PMean: The unthinking approach to borderline p-values

I ran across a nice discussion of how to write the results section of a research paper, but it has one comment about the phrase “trend towards significance” that I had to disagree with. So I wrote a comment that they may or may not end up publishing (note: it did look like the published my comment, but it’s a bit tricky to find).

Here’s what I submitted.

I have to disagree with one comment. “Never attempt to describe results that fail to achieve significance at the a priori threshold for statistical significance, such as suggesting that the results ‘approached significance’ or displayed a ‘trend towards significance.’” There is a belief in some circles that a p-value of 0.04 tells you something that is radically different than a p-value of 0.06. Both represent findings that should be reported, but treated with caution. I would much rather put my faith in a p-value of 0.06 that has a solid mechanistic explanation than one of 0.04 that appears to defy any scientific rationale. Similarly, I would trust a p-value of 0.06 that was associated with other closely related outcome measures that did achieve statistical significance than a p-value of 0.04 that was surrounded by other similar outcome measures that failed to achieve statistical significance.

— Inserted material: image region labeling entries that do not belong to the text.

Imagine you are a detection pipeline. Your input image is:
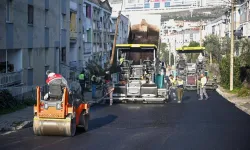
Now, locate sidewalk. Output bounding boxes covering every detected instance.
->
[216,86,250,115]
[0,91,101,134]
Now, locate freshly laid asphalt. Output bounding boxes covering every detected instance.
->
[0,92,250,150]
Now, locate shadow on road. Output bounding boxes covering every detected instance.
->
[89,115,117,131]
[182,95,191,101]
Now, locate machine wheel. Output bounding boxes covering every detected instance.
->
[79,111,89,132]
[33,115,76,137]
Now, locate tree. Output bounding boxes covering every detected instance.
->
[204,34,221,64]
[240,38,250,66]
[219,55,241,89]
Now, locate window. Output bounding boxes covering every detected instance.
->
[6,0,13,22]
[61,14,66,29]
[70,12,76,32]
[28,5,34,24]
[44,48,49,65]
[86,5,91,18]
[61,48,66,63]
[44,9,48,27]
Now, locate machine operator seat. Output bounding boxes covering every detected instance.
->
[143,60,154,72]
[49,84,63,100]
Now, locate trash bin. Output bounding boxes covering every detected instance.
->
[156,74,164,88]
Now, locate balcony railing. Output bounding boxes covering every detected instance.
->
[70,32,77,40]
[83,42,92,54]
[0,71,22,87]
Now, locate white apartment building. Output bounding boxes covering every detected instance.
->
[162,28,204,56]
[205,16,226,37]
[83,0,112,66]
[0,0,70,87]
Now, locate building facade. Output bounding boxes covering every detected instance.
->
[83,0,112,66]
[0,0,70,87]
[111,14,129,44]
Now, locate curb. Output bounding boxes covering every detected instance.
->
[0,100,101,135]
[216,88,250,115]
[235,104,250,115]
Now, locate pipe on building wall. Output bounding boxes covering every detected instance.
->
[5,49,8,73]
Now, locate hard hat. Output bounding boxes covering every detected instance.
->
[46,70,52,76]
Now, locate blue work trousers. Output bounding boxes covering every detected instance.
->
[92,84,96,98]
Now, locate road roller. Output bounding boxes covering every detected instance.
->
[33,86,90,137]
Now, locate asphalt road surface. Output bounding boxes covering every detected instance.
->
[0,92,250,150]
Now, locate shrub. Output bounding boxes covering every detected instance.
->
[219,56,242,89]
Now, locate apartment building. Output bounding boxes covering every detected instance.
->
[0,0,70,87]
[111,14,129,44]
[239,0,250,38]
[83,0,112,66]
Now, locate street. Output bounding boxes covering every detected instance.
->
[0,91,250,150]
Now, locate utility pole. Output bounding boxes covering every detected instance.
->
[230,0,234,91]
[168,44,172,66]
[58,0,62,74]
[200,20,202,47]
[110,11,121,67]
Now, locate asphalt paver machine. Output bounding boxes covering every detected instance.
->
[113,44,168,103]
[33,85,90,136]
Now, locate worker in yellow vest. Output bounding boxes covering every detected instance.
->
[199,74,208,100]
[169,75,176,100]
[78,70,85,97]
[176,76,184,103]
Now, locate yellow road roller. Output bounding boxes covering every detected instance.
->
[33,87,90,136]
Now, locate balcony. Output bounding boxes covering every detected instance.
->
[69,60,83,71]
[0,71,22,88]
[70,32,77,43]
[83,42,92,54]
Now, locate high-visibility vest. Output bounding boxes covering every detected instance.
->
[119,58,125,65]
[177,80,184,88]
[78,73,84,80]
[177,80,184,85]
[200,77,207,87]
[91,75,96,81]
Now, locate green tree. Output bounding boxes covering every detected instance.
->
[219,55,241,89]
[240,38,250,87]
[186,41,200,63]
[158,43,169,64]
[240,38,250,66]
[204,34,221,64]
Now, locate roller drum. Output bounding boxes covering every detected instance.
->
[33,117,76,136]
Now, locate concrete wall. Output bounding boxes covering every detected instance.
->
[0,0,69,85]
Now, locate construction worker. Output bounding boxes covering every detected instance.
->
[176,76,184,103]
[169,74,176,100]
[91,72,96,99]
[104,71,113,106]
[199,73,208,100]
[78,70,85,97]
[119,56,125,66]
[44,70,72,100]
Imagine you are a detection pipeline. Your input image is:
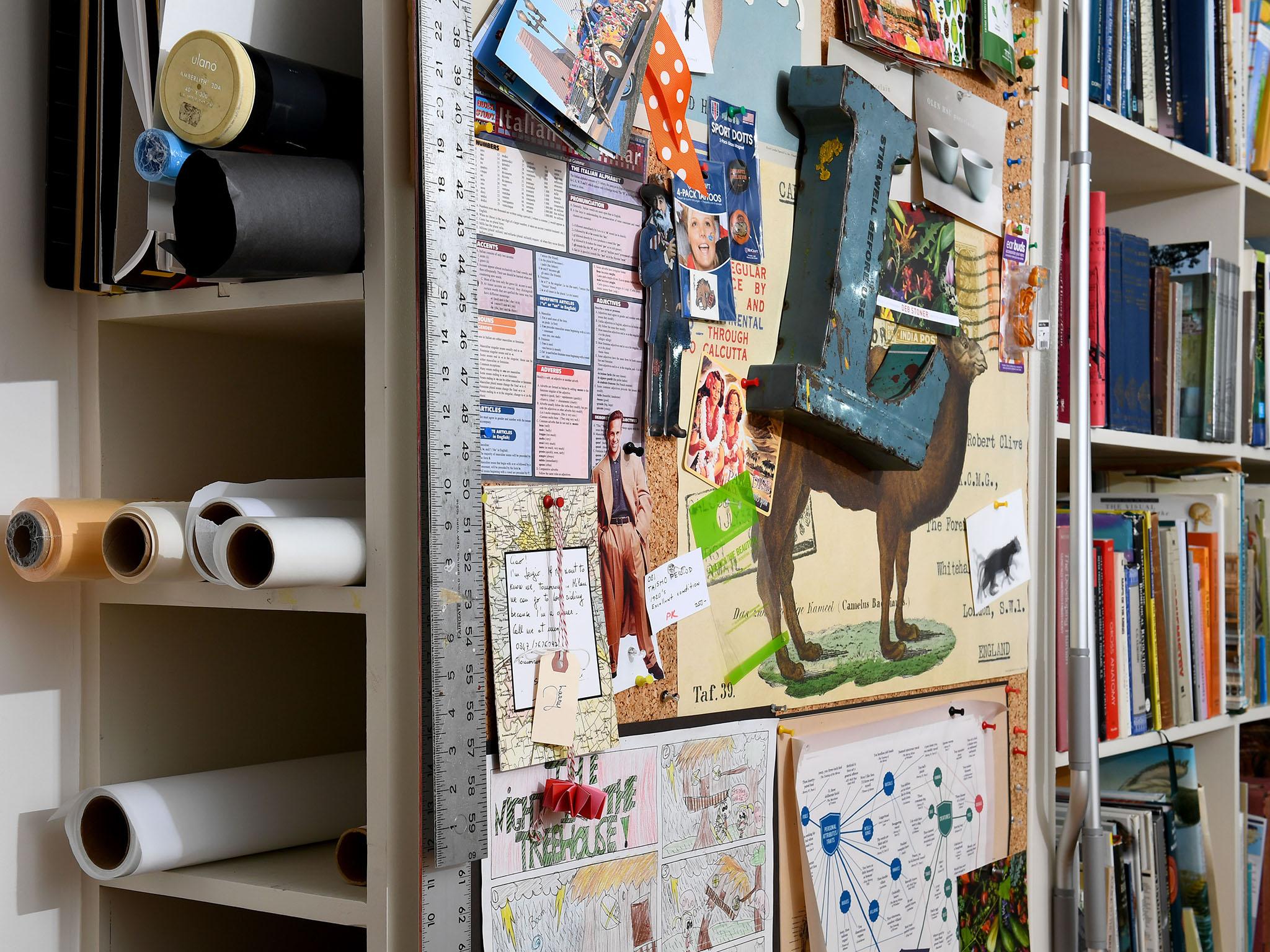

Context is critical in interpretation of p-values. Unfortunately most scientists do not allow the context of a finding to enter into the discussion of borderline p-values (either the 0.06 p-value or the 0.04 p-value) out of a fear of violating some sacrosanct edict of research conduct.

It seems that every scientist has a p-value receptor in their brain. It stimulates the pleasure center when it encounters a p-value less than 0.05 and it stimulates the pain center when it encounters a p-value greater than 0.05. But no matter what the value, the p-value receptor also shuts down all other areas of the scientist’s brain once it encounters a p-value of any size. And arguing that p-values on the “wrong” side of an arbitrary Type I error rate of 0.05 should be discussed only as a negative result encourages this sort of unthinking approach to p-values.

At a minimum, look at the confidence interval for a “negative” finding. If it includes the null value but also includes values that are considered clinically important, then you should describe the result as being one that warrants further study with a larger sample size.

Other than this one complaint, I think it is a very good article.